Sea to Sea – the C2C

23rd May 2016

We’re about to do one of the great walks crossing the north of England from the west coast to the east. Coast to Coast. Shorthand for this is C2C – the only short thing about it, frankly, as it’s 200 miles not counting any detours, planned, unplanned or merely lost. So, we intend to journey west to east but, perversely, set out this morning from Glaisdale in NE Yorkshire, a village only a handful of miles from the eastern end of the C2C route. We’ve left our car with my niece; both car and niece we will see again in 15 days (fingers crossed!). We spent today traversing England by train, a magical, almost epic journey involving 4 changes and accomplished in the minimal comfort of seriously old, desperately drab but fully functioning rolling stock. Forget onboard buffet car and wifi, intercity Pendolino with all its comforts and, indeed, it’s loos! This is proper retro. It’s 60s style train travel: Grosmont to Middlesborough; Middlesborough to Newcastle; Newcastle to Carlisle and finally Carlisle to St Bee’s in trains that sound like buses and have that stale smell of diesel and dust. Apart from the last leg in a 4-car job, this was a journey in a succession of 2-carriage trains that wind their way through villages you’ve never heard of and towns you’ve never visited. Names that make you ponder (Aspatria) or chuckle (Cockickle).

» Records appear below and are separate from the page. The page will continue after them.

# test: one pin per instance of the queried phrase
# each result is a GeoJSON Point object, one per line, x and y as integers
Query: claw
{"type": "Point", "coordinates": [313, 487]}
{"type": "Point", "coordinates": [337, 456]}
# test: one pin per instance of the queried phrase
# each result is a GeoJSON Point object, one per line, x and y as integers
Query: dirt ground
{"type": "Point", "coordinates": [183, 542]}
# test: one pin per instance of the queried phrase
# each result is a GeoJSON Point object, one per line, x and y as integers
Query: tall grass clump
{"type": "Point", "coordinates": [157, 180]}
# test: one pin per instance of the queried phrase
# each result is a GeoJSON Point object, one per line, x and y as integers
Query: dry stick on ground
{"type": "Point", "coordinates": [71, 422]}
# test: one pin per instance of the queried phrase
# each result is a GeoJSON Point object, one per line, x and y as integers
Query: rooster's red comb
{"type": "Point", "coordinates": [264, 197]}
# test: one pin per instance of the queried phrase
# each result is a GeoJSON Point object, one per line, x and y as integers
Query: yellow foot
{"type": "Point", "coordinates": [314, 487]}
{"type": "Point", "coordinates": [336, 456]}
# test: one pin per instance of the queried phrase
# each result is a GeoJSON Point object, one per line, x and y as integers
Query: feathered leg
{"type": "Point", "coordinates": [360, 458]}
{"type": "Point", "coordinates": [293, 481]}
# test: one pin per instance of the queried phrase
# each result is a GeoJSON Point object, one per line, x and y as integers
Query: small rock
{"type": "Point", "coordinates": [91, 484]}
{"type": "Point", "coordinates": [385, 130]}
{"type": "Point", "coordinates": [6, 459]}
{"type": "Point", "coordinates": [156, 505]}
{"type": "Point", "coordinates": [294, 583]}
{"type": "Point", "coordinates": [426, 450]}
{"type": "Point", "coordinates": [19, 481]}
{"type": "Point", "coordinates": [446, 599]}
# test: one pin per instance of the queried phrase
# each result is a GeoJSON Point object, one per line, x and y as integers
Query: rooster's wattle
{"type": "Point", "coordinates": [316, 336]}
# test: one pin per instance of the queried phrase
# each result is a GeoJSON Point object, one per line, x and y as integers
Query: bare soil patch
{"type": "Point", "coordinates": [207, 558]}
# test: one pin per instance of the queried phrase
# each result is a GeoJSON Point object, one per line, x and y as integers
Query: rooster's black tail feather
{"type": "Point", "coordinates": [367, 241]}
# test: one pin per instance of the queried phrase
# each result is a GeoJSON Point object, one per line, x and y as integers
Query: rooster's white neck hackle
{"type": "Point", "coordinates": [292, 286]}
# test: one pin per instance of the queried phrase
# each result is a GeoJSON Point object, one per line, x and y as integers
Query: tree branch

The guard on the first leg was a cheery chap of long Yorkshire descent judging by his accent and his rendering of rhymes and stories along the way. And the way is through beautiful valleys full of old sheep and new lambs, fields sprinkled with perfectly etched stone walls and rimmed with trees in the furious flush of Spring. Hawthorns spill out of hedgerows laden with creamy-white blossom while great expanses of rape glow shocking yellow on the hillsides. Sun shining on red brick, the train chugs from Middlesborough to the coast, through Stockton surely the home of the railway, where the ghost of Stephenson still strides nostalgically among the sidings. A string of houses along the track with strangely intricate shed-like structures in their back yards where pigeon fanciers tend their broods. You realise you’d forgotten (if you ever knew) how pigeonholes got their name. This is the north of England and it’s all quite new to me; great rivers to cross – the Wear, the Tyne, the Eden; a first glimpse of places which hitherto have been names on maps, road signs or in football league tables – Hartlepool, Sunderland. Red brick characterises the heart of these old towns while blackened stone is typical in the villages, where little rows of workers’ cottages stand proud and old. New houses clustered on the outer reaches are bland in comparison and we were astonished to see how many of them have solar panels on their roofs. The final leg from Carlisle takes you out along the northwest coast, that lumpy bit top left on the map opposite that long leggy bit of Scotland, looking miles and miles away across the Solway.

And so we chugged through geography and history, those somehow always unexpected but joyful companions of train travel, to St Bee’s whence we set off tomorrow to haul our combined 133 years from one coast to the other, from the Irish Sea to the North Sea. More from the trail tomorrow….

PS – No, I’m not in a muddle about dates. Despite numerous wifi networks offering themselves in St Bee’s last night, none would actually connect. So this is finally hitting the airwaves a day late – and what a day! After a long hot bath I’ll be back with news.

1Comment
  • cmjkelly@fastmail.fm
    Posted at 18:43h, 24 May Reply

    So good to have you back on screen Lizzie darling! This will, I suspect, be your best yet! By the way, the title for the book of collected blogs will have to be “My Travels With An Artist’!